MLS was two games into its season when the league decided to stop. Minnesota won both of its games, scoring a league-high eight goals in the process. Both games were on the road and the home opener against the New York Red Bulls was up next when play was shut down.
“We were on a nice roll for a while,” said Schoenfeld, who appeared in each match as a substitute. “I think we’re a resilient group. We’re strong and when we come back we’ll bring the same energy. We’re going to keep pushing.
“It’s a group of fighters in Minnesota.”
Schoenfeld said the team’s trainer customizes workouts for each player to do at home during the time they can’t get together.
“We try to go outside to run when you get a chance,” he said. “It’s difficult. Obviously you can’t really replicate anything on the field right now. But everyone’s going through it. It’s not like you’re getting behind anyone else.”

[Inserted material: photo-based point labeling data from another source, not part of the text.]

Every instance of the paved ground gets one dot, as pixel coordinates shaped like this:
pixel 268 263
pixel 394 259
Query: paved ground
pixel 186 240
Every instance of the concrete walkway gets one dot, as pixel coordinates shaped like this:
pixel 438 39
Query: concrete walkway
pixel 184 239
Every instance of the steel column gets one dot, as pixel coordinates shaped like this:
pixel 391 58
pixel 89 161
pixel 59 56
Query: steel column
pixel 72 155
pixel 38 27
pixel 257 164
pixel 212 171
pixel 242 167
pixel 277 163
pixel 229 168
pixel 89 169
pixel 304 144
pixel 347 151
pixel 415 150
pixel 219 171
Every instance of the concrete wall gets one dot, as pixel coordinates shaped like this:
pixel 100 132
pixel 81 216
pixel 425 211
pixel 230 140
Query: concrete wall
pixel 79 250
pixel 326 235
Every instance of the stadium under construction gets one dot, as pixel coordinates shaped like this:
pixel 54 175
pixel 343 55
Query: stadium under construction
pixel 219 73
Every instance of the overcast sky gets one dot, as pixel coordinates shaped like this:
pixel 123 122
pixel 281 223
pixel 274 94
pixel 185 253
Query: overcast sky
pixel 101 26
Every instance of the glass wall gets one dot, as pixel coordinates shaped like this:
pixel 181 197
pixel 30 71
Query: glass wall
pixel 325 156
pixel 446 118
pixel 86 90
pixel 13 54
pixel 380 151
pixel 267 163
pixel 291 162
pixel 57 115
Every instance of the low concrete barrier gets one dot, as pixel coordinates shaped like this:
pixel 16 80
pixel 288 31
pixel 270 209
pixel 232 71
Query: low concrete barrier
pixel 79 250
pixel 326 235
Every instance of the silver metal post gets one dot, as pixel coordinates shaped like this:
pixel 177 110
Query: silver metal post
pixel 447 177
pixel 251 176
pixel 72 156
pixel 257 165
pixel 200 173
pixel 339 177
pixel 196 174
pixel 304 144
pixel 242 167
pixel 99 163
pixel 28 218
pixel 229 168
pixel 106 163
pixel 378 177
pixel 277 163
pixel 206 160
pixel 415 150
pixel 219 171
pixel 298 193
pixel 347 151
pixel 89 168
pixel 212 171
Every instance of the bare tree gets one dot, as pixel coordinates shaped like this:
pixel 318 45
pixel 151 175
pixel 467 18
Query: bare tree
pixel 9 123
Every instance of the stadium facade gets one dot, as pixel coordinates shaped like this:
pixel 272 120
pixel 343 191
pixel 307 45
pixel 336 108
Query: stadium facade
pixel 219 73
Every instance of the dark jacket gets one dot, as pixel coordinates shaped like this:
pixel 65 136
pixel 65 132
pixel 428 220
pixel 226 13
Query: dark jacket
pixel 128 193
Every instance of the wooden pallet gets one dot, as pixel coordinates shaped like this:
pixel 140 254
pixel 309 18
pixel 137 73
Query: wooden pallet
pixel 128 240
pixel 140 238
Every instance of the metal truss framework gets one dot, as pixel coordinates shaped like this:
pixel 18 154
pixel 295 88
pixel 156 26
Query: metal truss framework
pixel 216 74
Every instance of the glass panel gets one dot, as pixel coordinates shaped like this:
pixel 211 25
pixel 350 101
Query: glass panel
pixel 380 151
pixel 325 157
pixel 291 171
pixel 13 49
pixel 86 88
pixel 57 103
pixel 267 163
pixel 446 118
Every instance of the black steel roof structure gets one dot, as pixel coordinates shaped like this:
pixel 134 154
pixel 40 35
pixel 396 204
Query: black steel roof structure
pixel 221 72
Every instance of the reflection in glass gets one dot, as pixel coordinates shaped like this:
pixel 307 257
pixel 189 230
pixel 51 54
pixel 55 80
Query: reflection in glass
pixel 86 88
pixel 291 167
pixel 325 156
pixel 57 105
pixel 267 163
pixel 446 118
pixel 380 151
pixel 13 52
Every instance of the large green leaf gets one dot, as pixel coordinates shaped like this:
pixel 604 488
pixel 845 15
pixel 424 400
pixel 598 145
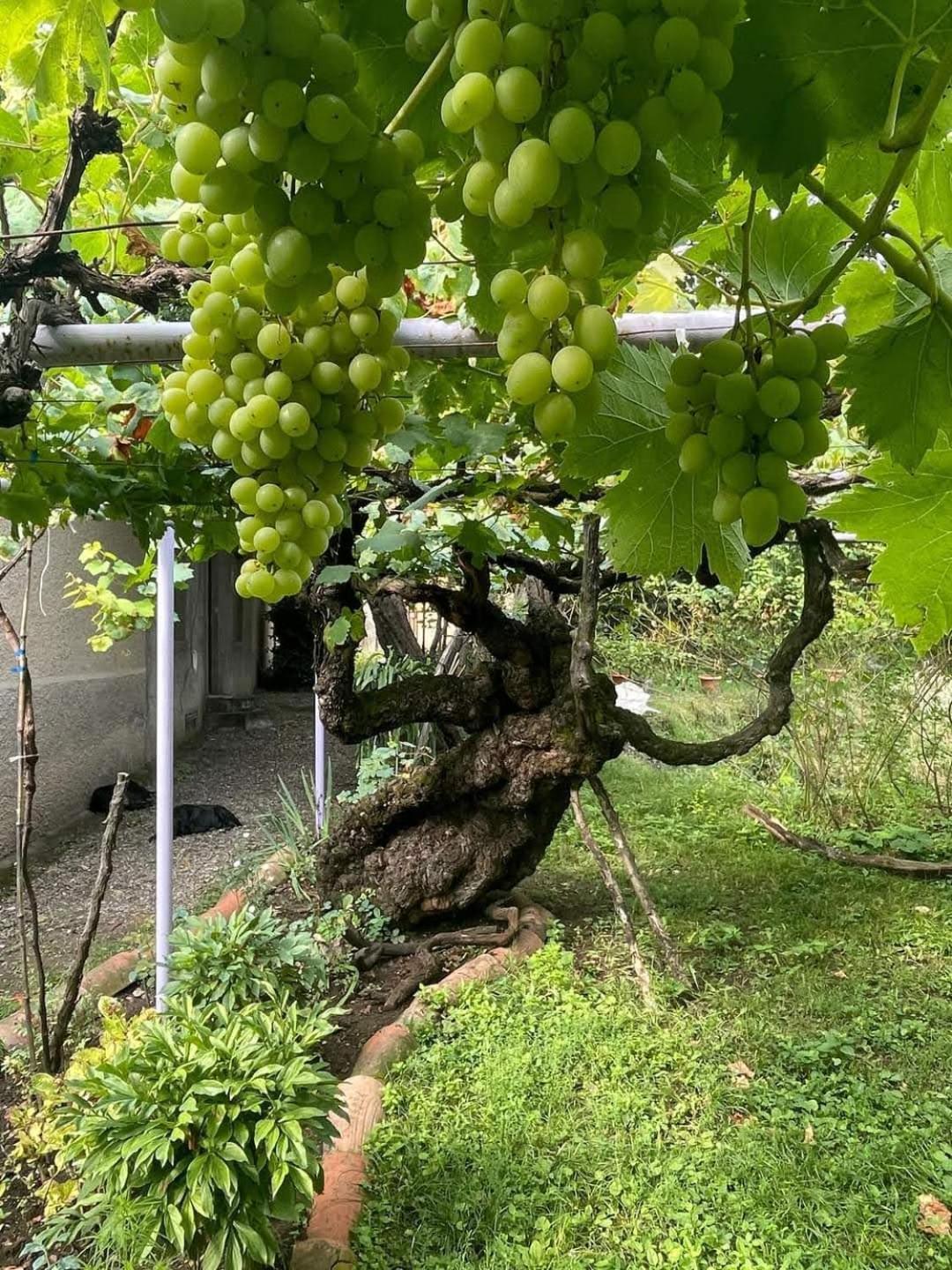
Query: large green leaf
pixel 659 519
pixel 900 376
pixel 811 71
pixel 788 253
pixel 911 514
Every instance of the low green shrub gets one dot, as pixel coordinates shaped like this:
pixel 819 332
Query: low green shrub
pixel 253 955
pixel 212 1120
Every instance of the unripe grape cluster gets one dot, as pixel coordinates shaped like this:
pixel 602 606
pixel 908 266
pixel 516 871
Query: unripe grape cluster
pixel 753 415
pixel 568 104
pixel 309 219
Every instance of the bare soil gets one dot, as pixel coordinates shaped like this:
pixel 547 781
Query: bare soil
pixel 231 766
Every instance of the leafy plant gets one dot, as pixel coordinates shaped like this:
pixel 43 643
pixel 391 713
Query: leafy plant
pixel 251 955
pixel 216 1117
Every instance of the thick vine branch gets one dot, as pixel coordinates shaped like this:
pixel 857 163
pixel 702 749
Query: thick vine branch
pixel 820 557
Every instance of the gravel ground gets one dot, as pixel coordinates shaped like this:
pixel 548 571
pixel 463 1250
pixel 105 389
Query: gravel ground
pixel 233 766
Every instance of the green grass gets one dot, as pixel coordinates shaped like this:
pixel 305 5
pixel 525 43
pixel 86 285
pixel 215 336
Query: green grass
pixel 550 1122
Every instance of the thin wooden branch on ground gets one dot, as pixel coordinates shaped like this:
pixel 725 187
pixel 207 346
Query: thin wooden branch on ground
pixel 617 898
pixel 669 952
pixel 74 979
pixel 925 870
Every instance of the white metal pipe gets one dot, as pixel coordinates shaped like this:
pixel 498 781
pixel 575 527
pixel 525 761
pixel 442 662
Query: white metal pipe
pixel 117 343
pixel 320 767
pixel 164 756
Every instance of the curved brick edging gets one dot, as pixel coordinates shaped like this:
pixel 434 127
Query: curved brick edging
pixel 115 973
pixel 326 1240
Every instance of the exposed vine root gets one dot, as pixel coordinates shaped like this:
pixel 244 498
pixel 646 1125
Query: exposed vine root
pixel 925 870
pixel 617 898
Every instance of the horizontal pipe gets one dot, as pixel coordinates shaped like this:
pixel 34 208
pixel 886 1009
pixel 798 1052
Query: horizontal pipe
pixel 123 343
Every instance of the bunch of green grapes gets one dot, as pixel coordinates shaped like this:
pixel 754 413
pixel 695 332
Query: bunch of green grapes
pixel 568 104
pixel 309 219
pixel 753 415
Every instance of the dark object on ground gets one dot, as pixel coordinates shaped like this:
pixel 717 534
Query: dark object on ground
pixel 138 796
pixel 926 870
pixel 202 818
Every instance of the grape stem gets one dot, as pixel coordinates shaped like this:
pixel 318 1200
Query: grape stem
pixel 903 267
pixel 905 144
pixel 429 79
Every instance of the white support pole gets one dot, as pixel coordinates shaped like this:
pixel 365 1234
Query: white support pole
pixel 117 343
pixel 164 756
pixel 320 767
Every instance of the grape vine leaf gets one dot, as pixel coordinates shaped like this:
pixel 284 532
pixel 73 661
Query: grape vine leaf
pixel 788 253
pixel 911 514
pixel 900 377
pixel 868 296
pixel 810 72
pixel 658 519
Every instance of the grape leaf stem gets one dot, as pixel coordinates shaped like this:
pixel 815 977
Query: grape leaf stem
pixel 908 270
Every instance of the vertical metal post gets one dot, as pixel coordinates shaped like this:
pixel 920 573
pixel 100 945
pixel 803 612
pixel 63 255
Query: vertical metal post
pixel 320 766
pixel 164 756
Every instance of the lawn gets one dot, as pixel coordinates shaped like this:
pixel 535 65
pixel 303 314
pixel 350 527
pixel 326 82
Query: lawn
pixel 788 1114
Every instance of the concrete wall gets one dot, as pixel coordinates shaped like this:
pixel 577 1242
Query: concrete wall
pixel 92 707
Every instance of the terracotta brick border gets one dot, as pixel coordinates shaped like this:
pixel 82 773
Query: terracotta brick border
pixel 112 975
pixel 326 1240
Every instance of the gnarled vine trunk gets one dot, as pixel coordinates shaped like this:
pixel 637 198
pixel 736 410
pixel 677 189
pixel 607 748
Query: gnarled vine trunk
pixel 541 721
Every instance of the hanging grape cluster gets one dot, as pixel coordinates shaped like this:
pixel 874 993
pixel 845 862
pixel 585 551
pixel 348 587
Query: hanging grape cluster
pixel 569 103
pixel 753 413
pixel 310 220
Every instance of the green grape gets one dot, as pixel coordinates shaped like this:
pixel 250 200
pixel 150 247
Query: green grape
pixel 530 378
pixel 695 455
pixel 761 516
pixel 795 355
pixel 518 94
pixel 510 208
pixel 571 135
pixel 495 138
pixel 479 46
pixel 726 435
pixel 573 369
pixel 739 473
pixel 830 340
pixel 678 42
pixel 686 370
pixel 723 357
pixel 197 149
pixel 555 417
pixel 534 172
pixel 726 507
pixel 686 92
pixel 521 334
pixel 547 297
pixel 602 36
pixel 619 147
pixel 273 340
pixel 525 45
pixel 778 398
pixel 473 100
pixel 509 288
pixel 365 372
pixel 735 394
pixel 714 64
pixel 786 437
pixel 583 253
pixel 621 207
pixel 596 332
pixel 680 427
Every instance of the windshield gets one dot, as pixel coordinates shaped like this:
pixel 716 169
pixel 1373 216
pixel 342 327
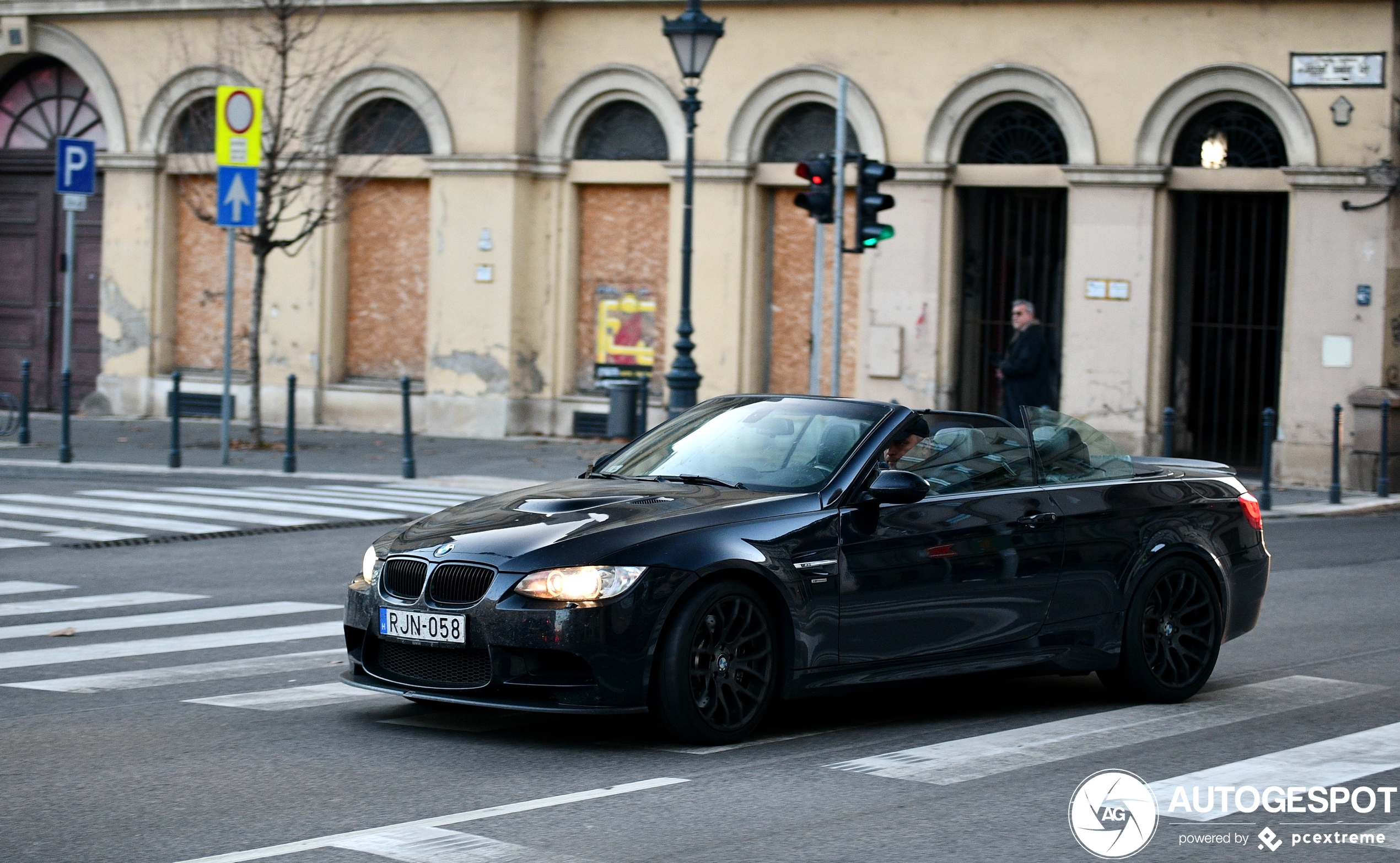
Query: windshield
pixel 768 444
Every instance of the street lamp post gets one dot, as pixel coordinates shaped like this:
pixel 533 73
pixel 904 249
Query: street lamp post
pixel 692 38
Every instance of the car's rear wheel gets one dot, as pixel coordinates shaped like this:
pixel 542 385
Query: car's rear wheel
pixel 1172 637
pixel 716 672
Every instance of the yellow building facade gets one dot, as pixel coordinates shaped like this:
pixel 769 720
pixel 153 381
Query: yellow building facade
pixel 473 262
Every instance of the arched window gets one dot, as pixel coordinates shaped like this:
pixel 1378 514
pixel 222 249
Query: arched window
pixel 622 131
pixel 803 132
pixel 385 126
pixel 45 100
pixel 1014 133
pixel 1230 134
pixel 193 129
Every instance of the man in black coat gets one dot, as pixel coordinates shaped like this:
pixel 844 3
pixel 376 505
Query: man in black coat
pixel 1027 371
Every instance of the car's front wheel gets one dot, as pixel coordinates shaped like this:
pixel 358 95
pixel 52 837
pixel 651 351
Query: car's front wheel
pixel 716 671
pixel 1172 635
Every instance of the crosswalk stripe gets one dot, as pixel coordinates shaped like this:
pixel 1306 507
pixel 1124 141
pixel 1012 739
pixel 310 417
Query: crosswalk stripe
pixel 103 601
pixel 231 669
pixel 969 758
pixel 164 619
pixel 1325 764
pixel 292 698
pixel 437 845
pixel 71 533
pixel 122 521
pixel 10 543
pixel 9 588
pixel 128 504
pixel 174 644
pixel 342 513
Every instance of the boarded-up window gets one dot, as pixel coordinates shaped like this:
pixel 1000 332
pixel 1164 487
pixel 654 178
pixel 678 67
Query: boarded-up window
pixel 622 246
pixel 791 279
pixel 388 279
pixel 201 273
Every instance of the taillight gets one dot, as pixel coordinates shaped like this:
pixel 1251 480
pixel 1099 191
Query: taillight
pixel 1252 513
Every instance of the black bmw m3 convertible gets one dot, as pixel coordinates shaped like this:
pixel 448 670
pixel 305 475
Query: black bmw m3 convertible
pixel 762 547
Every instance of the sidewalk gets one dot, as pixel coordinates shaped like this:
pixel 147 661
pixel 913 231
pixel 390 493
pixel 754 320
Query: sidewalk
pixel 146 443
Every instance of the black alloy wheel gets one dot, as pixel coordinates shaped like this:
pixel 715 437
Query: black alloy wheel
pixel 1172 637
pixel 716 672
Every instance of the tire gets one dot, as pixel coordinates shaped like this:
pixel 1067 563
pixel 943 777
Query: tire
pixel 716 666
pixel 1172 637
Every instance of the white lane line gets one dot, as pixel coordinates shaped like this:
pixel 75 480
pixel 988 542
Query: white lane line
pixel 293 697
pixel 1325 764
pixel 71 533
pixel 174 644
pixel 164 619
pixel 525 806
pixel 104 601
pixel 128 504
pixel 231 669
pixel 9 543
pixel 1001 752
pixel 437 845
pixel 7 588
pixel 121 521
pixel 341 513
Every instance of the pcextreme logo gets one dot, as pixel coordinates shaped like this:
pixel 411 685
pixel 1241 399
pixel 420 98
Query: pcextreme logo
pixel 1113 815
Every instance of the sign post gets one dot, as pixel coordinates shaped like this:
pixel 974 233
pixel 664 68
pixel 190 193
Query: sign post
pixel 76 180
pixel 239 153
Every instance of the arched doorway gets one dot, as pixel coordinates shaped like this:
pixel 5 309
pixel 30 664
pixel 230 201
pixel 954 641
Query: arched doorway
pixel 42 100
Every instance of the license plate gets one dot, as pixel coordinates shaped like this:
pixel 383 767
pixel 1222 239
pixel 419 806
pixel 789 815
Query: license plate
pixel 423 627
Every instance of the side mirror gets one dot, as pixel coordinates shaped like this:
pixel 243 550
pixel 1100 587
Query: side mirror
pixel 898 487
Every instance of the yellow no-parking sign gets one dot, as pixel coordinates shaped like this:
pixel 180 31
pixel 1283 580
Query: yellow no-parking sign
pixel 239 126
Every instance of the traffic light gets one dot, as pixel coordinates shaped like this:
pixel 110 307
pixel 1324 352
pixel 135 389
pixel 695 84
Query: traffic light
pixel 870 202
pixel 818 196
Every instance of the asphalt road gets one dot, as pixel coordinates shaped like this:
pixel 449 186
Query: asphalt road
pixel 163 768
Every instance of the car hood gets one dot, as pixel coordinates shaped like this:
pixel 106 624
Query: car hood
pixel 579 522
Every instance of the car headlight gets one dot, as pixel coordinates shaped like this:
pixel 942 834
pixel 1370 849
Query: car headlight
pixel 579 584
pixel 371 565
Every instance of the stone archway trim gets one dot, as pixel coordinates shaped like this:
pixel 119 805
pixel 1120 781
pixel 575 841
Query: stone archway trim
pixel 791 87
pixel 1220 83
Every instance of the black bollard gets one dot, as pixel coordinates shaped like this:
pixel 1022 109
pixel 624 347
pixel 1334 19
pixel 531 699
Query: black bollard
pixel 409 469
pixel 24 403
pixel 1334 493
pixel 1383 479
pixel 174 456
pixel 65 434
pixel 1266 495
pixel 289 458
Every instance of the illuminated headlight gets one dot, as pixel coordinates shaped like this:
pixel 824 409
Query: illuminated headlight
pixel 579 584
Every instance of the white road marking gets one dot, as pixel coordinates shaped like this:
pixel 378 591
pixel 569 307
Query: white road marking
pixel 128 504
pixel 7 588
pixel 165 619
pixel 341 513
pixel 71 533
pixel 1003 752
pixel 525 806
pixel 1326 763
pixel 142 679
pixel 9 543
pixel 174 644
pixel 122 521
pixel 293 697
pixel 437 845
pixel 104 601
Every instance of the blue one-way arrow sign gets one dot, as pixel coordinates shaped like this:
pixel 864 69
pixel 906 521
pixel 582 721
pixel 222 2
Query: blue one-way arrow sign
pixel 237 198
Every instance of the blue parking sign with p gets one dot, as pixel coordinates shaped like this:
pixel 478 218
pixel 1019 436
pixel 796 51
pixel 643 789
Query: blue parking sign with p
pixel 237 198
pixel 76 167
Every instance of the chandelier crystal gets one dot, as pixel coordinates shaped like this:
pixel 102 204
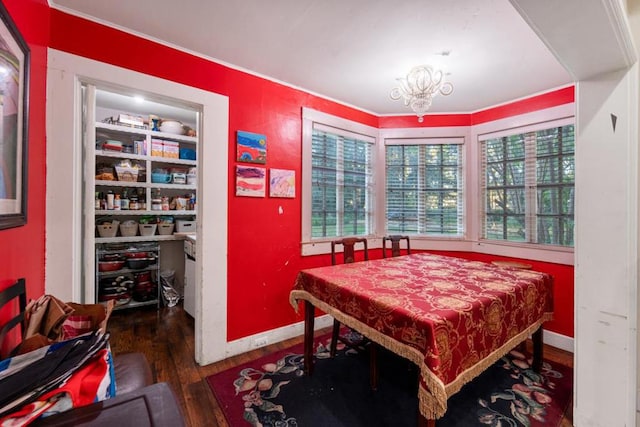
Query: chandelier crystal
pixel 419 87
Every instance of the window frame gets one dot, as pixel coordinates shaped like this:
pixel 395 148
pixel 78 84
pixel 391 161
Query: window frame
pixel 311 118
pixel 430 141
pixel 530 197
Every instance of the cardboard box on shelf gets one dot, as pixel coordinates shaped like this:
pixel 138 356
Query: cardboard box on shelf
pixel 157 147
pixel 171 149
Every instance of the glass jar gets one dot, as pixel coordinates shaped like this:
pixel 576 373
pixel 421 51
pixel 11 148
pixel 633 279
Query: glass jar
pixel 133 203
pixel 156 204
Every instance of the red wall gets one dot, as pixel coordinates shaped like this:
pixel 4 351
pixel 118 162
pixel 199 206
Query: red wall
pixel 22 248
pixel 264 245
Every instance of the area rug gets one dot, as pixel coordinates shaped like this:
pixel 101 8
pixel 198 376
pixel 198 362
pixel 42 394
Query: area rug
pixel 273 392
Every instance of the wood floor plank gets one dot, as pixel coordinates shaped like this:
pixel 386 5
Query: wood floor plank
pixel 166 338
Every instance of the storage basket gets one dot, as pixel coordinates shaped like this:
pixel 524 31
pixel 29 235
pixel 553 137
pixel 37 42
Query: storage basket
pixel 165 229
pixel 128 230
pixel 107 230
pixel 184 226
pixel 147 229
pixel 127 174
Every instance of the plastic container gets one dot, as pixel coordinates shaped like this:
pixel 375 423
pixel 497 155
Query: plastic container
pixel 127 174
pixel 160 178
pixel 107 230
pixel 187 153
pixel 178 178
pixel 128 230
pixel 184 226
pixel 165 229
pixel 147 229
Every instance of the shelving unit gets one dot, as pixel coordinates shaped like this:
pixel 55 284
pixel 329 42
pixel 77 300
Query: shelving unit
pixel 145 152
pixel 129 286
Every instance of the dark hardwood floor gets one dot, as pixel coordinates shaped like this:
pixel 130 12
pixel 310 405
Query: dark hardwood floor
pixel 165 336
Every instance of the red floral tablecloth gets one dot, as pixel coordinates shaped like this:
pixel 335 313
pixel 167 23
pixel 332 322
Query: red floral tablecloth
pixel 452 317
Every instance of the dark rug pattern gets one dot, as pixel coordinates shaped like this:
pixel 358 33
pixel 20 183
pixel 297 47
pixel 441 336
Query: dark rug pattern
pixel 273 392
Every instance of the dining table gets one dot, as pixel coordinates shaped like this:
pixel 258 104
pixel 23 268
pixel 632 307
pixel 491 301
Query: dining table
pixel 450 316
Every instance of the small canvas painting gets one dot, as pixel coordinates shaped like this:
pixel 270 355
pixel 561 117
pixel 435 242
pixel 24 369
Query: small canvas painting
pixel 282 183
pixel 250 181
pixel 251 147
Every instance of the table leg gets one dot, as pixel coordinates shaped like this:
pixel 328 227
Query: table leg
pixel 309 317
pixel 373 365
pixel 423 422
pixel 537 350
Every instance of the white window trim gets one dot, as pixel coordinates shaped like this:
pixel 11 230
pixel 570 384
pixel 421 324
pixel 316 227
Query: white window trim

After a college career in which he set the ETSU scoring record, Schoenfeld was drafted by the Montreal Impact in 2012 before being traded to Columbus. He says the changes in MLS since he first joined the league are remarkable.
“It’s a big difference,” he said. “It’s so professional now. You truly feel like you’re in a big league around the world, from facilities to the amount of money we’re spending on player transfers to player salaries. Now with the new (collective bargaining agreement), with the amount of charter flights that are available to teams, it’s just night and day. It’s mind-blowing.”